El nacimiento de una nueva revista médica es motivo para celebrar y para congratular a sus promotores. Por eso acepto el honor de escribir esta nota introductoria.

Iniciar una nueva publicación de este género es una tarea ardua y de gran compromiso que enfrentan quienes se responsabilizan de crearla. Es también una invitación formal a los médicos, incluidos los residentes, a participar en una labor de grupo.

Las revistas médicas con documentos dinámicos que deben expresar la evolución continua y los avances de los conocimientos en apoyo a la salud; deben divulgar la experiencia de la actividad médica de los centros hospitalarios en los que se da tención a los pacientes y enseñanza a los jóvenes que se inician en la carrera de medicina, profesión que comienza en las aulas y contiúa en los hospitales indefinidamente. Pero “no basta que haya enseñanza de viva voz en las escuelas de medicina y dentro de las aulas del hospital, a la cabecera de los enfermos; no es suficiente que se impartan cursos y se realicen eventos científicos con participación y conferencias magistrales de numerosos profesores y asistencia de cientos de estudiosos. Si los conocimientos vertidos en estas modalidades de enseñanza-aprendizaje quedan en la fase de discurso hablado, se perderá el valor imperecedero de la palabra escrita”.

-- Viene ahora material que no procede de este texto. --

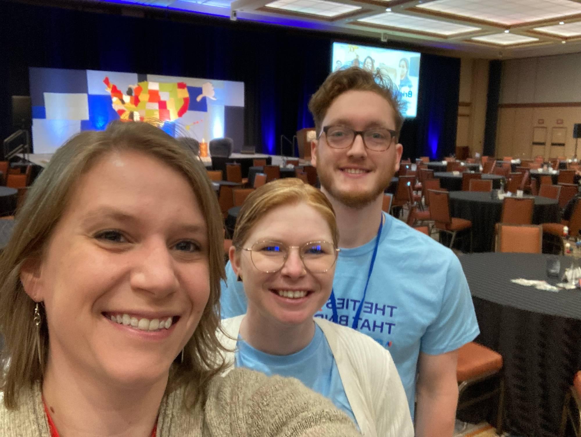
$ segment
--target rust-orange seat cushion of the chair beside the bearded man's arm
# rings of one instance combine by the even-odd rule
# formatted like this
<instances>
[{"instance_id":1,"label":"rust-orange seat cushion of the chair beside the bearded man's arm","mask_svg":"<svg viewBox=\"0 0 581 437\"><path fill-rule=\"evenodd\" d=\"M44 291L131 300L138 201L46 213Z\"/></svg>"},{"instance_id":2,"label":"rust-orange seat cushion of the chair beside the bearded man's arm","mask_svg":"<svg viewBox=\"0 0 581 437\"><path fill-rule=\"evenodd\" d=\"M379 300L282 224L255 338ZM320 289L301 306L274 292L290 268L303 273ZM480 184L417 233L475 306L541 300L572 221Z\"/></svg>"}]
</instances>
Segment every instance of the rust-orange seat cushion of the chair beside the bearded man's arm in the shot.
<instances>
[{"instance_id":1,"label":"rust-orange seat cushion of the chair beside the bearded man's arm","mask_svg":"<svg viewBox=\"0 0 581 437\"><path fill-rule=\"evenodd\" d=\"M458 382L503 368L503 357L482 344L470 342L458 350Z\"/></svg>"}]
</instances>

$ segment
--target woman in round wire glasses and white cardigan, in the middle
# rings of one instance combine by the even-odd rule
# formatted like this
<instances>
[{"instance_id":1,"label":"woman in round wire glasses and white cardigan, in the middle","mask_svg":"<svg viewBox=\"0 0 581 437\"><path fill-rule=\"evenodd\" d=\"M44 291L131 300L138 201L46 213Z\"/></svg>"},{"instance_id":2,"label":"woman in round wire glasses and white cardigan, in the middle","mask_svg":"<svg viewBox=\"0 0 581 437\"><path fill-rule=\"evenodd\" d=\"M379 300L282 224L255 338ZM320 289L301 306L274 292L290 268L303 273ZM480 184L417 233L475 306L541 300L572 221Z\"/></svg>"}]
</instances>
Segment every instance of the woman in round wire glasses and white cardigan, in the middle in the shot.
<instances>
[{"instance_id":1,"label":"woman in round wire glasses and white cardigan, in the middle","mask_svg":"<svg viewBox=\"0 0 581 437\"><path fill-rule=\"evenodd\" d=\"M299 179L276 180L246 198L229 258L248 311L222 321L228 336L221 341L232 351L227 363L299 379L365 436L413 436L389 352L347 326L313 317L331 294L338 238L331 204Z\"/></svg>"}]
</instances>

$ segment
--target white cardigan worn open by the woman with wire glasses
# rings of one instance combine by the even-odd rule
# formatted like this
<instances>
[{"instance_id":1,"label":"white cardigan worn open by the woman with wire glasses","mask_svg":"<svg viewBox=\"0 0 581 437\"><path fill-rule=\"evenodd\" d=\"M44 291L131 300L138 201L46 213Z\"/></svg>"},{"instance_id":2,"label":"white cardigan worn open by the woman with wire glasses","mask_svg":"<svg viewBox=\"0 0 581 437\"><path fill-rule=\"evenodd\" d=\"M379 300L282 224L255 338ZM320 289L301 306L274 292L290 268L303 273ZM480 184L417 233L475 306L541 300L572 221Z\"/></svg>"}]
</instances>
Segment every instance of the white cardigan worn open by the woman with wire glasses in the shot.
<instances>
[{"instance_id":1,"label":"white cardigan worn open by the woman with wire glasses","mask_svg":"<svg viewBox=\"0 0 581 437\"><path fill-rule=\"evenodd\" d=\"M221 335L226 353L227 373L234 367L234 350L245 314L224 319L222 328L232 339ZM331 347L339 376L353 415L366 437L413 437L406 392L392 356L375 340L347 326L314 318Z\"/></svg>"}]
</instances>

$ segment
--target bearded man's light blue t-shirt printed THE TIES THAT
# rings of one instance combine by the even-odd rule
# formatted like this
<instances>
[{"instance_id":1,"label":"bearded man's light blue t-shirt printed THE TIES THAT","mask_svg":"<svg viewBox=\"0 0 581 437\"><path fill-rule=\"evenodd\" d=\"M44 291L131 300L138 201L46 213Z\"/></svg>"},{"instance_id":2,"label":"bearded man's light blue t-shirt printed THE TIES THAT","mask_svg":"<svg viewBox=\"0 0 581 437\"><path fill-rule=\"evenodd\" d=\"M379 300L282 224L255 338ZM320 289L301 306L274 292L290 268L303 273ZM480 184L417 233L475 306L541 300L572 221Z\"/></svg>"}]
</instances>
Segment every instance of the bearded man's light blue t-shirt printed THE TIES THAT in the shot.
<instances>
[{"instance_id":1,"label":"bearded man's light blue t-shirt printed THE TIES THAT","mask_svg":"<svg viewBox=\"0 0 581 437\"><path fill-rule=\"evenodd\" d=\"M357 331L391 353L414 416L415 376L420 351L439 355L458 349L479 334L474 304L460 261L447 247L385 215L374 269ZM341 248L333 289L338 322L353 326L363 297L375 238ZM242 282L228 264L220 304L223 318L245 314ZM332 319L331 301L315 317Z\"/></svg>"}]
</instances>

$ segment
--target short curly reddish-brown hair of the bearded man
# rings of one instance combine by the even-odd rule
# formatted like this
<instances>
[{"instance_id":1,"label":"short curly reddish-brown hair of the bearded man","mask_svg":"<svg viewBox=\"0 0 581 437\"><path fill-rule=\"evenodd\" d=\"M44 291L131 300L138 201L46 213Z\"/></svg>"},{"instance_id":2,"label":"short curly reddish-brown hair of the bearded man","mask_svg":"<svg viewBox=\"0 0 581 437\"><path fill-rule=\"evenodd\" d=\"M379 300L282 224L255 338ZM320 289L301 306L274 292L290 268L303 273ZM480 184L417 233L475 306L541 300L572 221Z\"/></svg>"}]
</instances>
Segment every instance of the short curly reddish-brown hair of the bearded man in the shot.
<instances>
[{"instance_id":1,"label":"short curly reddish-brown hair of the bearded man","mask_svg":"<svg viewBox=\"0 0 581 437\"><path fill-rule=\"evenodd\" d=\"M406 102L401 99L397 87L393 85L389 76L382 74L379 69L372 73L360 67L350 67L329 74L309 101L309 111L313 114L317 138L321 135L321 123L327 115L329 106L339 95L347 91L373 91L385 98L393 108L396 132L399 136Z\"/></svg>"}]
</instances>

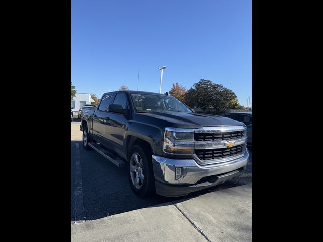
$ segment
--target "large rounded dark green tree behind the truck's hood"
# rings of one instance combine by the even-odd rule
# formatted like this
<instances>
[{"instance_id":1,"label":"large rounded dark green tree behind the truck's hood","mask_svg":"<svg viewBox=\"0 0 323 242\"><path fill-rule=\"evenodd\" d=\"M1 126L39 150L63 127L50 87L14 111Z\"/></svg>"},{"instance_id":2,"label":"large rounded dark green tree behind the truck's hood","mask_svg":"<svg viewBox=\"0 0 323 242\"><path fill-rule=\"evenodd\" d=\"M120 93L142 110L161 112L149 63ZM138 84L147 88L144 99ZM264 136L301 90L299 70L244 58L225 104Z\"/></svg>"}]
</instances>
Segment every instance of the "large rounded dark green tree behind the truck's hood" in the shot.
<instances>
[{"instance_id":1,"label":"large rounded dark green tree behind the truck's hood","mask_svg":"<svg viewBox=\"0 0 323 242\"><path fill-rule=\"evenodd\" d=\"M195 83L185 95L185 103L192 108L216 109L217 113L225 109L237 109L239 102L236 94L222 84L214 84L210 80L201 79Z\"/></svg>"}]
</instances>

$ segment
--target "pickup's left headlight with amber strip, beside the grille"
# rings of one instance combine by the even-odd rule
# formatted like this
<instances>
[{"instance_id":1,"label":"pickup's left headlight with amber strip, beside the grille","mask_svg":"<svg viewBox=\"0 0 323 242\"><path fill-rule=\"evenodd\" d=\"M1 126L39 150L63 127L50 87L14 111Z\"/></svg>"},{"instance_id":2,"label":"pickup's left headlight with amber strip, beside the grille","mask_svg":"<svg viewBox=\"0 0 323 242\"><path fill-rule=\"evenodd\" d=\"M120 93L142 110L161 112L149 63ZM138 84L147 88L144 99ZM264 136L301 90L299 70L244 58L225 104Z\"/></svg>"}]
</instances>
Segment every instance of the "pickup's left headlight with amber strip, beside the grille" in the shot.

Los editores de revistas enfrentan varios retos:

El primero, fundamental, es obtener material, artículos para nutrir la publicación. En nuestro medio todavía es escasa la producción científica; aún no alcanza el volumen que sería deseable. Aducen los médicos que no publican porque no tienen tiempo para escribir; porque es elevada la carga de trabajo asistencial. Aunque hay parte de verdad en ello, se debe tomar ejemplo de quienes sí escriben y comparten sus conocimientos a través de las revistas. Lo cierto es que en nuestro medio tenemos que redoblar esfuerzos para cumplir con ambas labores.

Las autoridades de centros hospitalarios y de los institutos pueden y debieran sugerir e incluso ordenar que los jefes de servicio se comprometieran, con sus adscritos, a publicar cuando menos dos trabajos al año.

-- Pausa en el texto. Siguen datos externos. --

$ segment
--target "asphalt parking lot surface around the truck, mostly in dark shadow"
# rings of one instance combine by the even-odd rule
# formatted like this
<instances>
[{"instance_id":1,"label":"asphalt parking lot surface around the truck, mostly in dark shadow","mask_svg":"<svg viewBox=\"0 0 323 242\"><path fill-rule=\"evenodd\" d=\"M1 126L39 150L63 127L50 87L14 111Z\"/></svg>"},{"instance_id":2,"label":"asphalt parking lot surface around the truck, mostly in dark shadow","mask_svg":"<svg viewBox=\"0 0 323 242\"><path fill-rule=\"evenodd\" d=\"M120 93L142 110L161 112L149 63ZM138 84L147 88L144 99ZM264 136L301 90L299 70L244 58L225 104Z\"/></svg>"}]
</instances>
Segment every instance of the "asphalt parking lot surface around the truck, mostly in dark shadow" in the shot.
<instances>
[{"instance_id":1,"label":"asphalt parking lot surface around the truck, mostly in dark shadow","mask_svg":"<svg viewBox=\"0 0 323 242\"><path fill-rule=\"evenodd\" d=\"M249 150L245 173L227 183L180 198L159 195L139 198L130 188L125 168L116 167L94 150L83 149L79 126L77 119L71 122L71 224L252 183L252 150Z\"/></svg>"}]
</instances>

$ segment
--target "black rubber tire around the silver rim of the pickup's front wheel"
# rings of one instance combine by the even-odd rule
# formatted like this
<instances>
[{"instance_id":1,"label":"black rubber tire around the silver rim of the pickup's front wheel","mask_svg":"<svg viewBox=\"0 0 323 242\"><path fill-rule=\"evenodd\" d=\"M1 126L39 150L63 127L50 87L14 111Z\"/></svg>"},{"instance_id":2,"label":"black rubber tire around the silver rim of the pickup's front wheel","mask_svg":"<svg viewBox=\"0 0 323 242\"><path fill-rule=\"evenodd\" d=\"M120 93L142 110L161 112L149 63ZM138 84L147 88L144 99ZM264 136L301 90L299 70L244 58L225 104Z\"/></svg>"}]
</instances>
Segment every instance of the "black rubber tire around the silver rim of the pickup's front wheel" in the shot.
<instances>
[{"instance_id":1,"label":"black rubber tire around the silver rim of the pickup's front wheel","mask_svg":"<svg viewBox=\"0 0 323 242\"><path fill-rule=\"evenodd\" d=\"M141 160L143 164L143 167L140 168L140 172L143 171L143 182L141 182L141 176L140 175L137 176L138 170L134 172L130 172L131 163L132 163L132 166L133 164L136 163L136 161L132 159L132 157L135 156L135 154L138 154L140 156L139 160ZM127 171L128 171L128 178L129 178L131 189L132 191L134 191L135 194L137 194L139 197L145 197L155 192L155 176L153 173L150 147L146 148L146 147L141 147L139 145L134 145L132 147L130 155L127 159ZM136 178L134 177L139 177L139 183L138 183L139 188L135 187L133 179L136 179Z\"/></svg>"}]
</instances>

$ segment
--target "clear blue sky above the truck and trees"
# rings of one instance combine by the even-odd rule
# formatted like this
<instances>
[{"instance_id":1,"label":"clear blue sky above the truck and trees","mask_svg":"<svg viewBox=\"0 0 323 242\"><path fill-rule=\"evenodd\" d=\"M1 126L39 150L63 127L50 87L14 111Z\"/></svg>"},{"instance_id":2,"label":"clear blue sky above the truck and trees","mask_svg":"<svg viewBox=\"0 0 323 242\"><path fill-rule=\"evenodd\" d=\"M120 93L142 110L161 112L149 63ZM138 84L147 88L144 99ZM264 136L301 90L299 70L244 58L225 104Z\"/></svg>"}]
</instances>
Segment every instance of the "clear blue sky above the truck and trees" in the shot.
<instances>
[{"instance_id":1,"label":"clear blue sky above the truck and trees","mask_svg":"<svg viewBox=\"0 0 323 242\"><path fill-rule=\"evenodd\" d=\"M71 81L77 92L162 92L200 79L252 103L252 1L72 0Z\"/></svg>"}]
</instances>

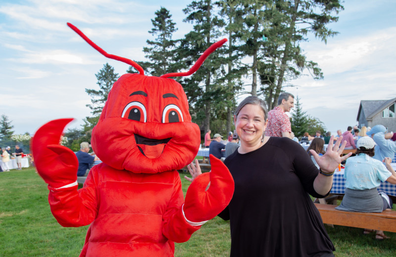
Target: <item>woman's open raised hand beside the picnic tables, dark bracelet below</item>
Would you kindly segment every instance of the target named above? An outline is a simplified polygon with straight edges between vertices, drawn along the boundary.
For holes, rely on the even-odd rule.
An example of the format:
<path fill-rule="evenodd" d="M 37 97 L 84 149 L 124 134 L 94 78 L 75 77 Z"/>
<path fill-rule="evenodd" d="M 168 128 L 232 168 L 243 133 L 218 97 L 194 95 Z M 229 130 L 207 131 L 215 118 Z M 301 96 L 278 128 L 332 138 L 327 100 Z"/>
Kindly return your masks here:
<path fill-rule="evenodd" d="M 313 155 L 313 158 L 315 158 L 316 163 L 319 165 L 320 169 L 323 172 L 326 173 L 331 173 L 335 171 L 338 167 L 338 165 L 346 160 L 349 156 L 352 155 L 352 153 L 348 153 L 347 155 L 344 155 L 341 157 L 340 155 L 343 153 L 345 145 L 347 144 L 347 141 L 344 141 L 341 144 L 341 141 L 343 139 L 343 136 L 340 136 L 337 138 L 336 143 L 333 146 L 334 143 L 334 135 L 330 137 L 329 144 L 327 146 L 327 151 L 326 153 L 322 156 L 319 157 L 319 155 L 314 151 L 314 150 L 309 150 L 310 153 Z M 341 144 L 341 146 L 340 146 Z"/>

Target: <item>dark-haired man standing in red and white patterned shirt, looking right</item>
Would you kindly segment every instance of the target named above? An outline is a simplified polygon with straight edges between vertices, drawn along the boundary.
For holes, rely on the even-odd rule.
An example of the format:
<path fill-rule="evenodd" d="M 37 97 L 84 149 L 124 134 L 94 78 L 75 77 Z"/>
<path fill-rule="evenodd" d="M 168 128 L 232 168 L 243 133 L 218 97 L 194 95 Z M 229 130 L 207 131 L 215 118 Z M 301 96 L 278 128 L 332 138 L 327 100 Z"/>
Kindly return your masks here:
<path fill-rule="evenodd" d="M 266 136 L 294 138 L 290 118 L 285 112 L 290 112 L 294 107 L 294 95 L 283 92 L 278 97 L 278 106 L 268 112 L 268 125 L 265 129 Z"/>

Los médicos residentes están obligados a presentar una tesis para obtener un certificado como especialistas en la materia que hayan estudiado. Estas tesis, debidamente elaboradas bajo la supervisión de los jefes de servicio, son la base de trabajos para ser publicados; no deben limitarse a ser documentos rutinarios para llenar un requisito y ser archivados.

Sería un paso trascendental para la medicina de México que en nuestros grandes centros hospitalarios los médicos tuvieran nombramientos de tiempo completo para poder dedicarse en cuerpo y alma a sus pacientes, a sus estudios y así libres de distractores investigar y publicar.

El segundo reto es la selección de los trabajos que reciben los editores, para elegir los que tienen originalidad y calidad intrínseca. Para ello hay que contar con un cuerpo editorial y de revisores; de profesionales expertos en los diversos temas, que sean capaces de dictaminar en forma objetiva e imparcial los trabajos y en su caso, aceptarlos o rechazarlos para publicación; que estén dispuestos a “dialogar” por escrito con los autores cuando los trabajos tengan un mensaje interesante, útil o de actualidad, pero que requieren aclaraciones, precisión de los conceptos expuestos en el texto, mejor estructuración, mejor sintaxis, correcta utilización de las referencias bibliográficas, etc., etc.

Los autores, cualquiera que sea su jerarquía en el quehacer médico, tienen la oportunidad de compartir su experiencia con los futuros lectores de la revista. Más aún, quienes laboran en los institutos o en los centros hospitalarios, tienen la obligación moral de publicar, sea su experiencia personal o la de os grupos de los que forman parte; tienen el compromiso de investigar y de no limitarse en su desempeño médico a las actividades que sólo corresponden a los dispensarios. Tienen a su disposición un enorme caudal de archivos de millares de pacientes estudiados y tratados por expertos.

Quienes envían sus escritos a las revistas deben cumplir con las normas que se solicitan. Deben tomar en cuenta y citar, cuando se justifique, a los autores connacionales y evitar que sus trabajos se apoyen solamente con publicaciones extranjeras.

De la interacción armónica entre los directores de una revista y los autores de trabajos que deban ser evaluados, depende el buen éxito de una publicación periódica. Ambos deben aceptar que mantenerla con vida y con alta calidad académica requiere una dedicación inquebrantable.

Mi felicitación y mis sinceros deseos de un venturos futuro a la revista PAEDIATRIA de México.